Intel Corp.'s Windows 8 tablets will be available in retail stores in November.

Aside from tablets, the hybrids that the company boasted during the annual investor meeting of Intel will be available as well. These new models of ultrabooks convert into tablets that Intel CEO Paul Otellini claimed as an innovation that redefined the traditional computer. Currently, there are over 110 designs of ultrabooks that are equipped with Intel's new Ivy Bridge processor.

All of the devices that will be made available will tap Intel's upcoming "Clover Trail" Atom chip. Clover Trail is Intel's first dual-core Atom design based on its 32-nanometer process technology. (The single core version of this chip powers a phone from India-based Lava and is slated for phones from Lenovo, Orange, and Motorola, among others.) Moreover, all of the devices will be equipped by the high-powered Ivy Bridge processor.

Intel first unveiled a prototype design of the hybrid device on the Intel Developer Forum (IDF) in Beijing. It features a full sized keyboard and a sliding screen that can be positioned to use as a normal notebook computer, or slid forward and used like a touchscreen all-in-one PC. The screen can also be folded flat on top of the keyboard into a tablet-style configuration.

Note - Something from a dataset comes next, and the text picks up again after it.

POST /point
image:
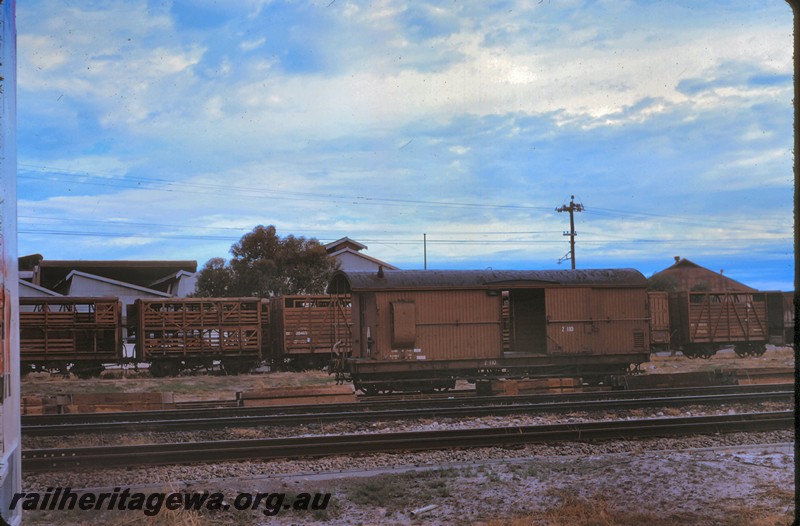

The hybrid device is expected to be released in the fourth quarter of 2012. If the hybrid models will be released around the same time as the new operating system of Microsoft, Windows 8, this may well be the best way to see if Windows 8 works just as well on tablet devices as it does on a desktop.

Windows 8, like Windows 7 before it, will be powered by chips from Intel and Advanced Micro Devices and will be able to run older, so-called "legacy" applications.

Intel is already planning ahead as the source of CNET said that the company is developing a chip called "Bay Trail" in the works -- the company's future 22-nanometer follow-up to Clover Trail.

"It is a gigantic performer, with similar battery life to Clover Trail. It will also have a lot of security features built in and Infineon [3G/4G] silicon inside," the source said.

Bay Trail would use Intel's own graphics tech, not Imagination's. However, Intel did not disclose when the new chip will be released.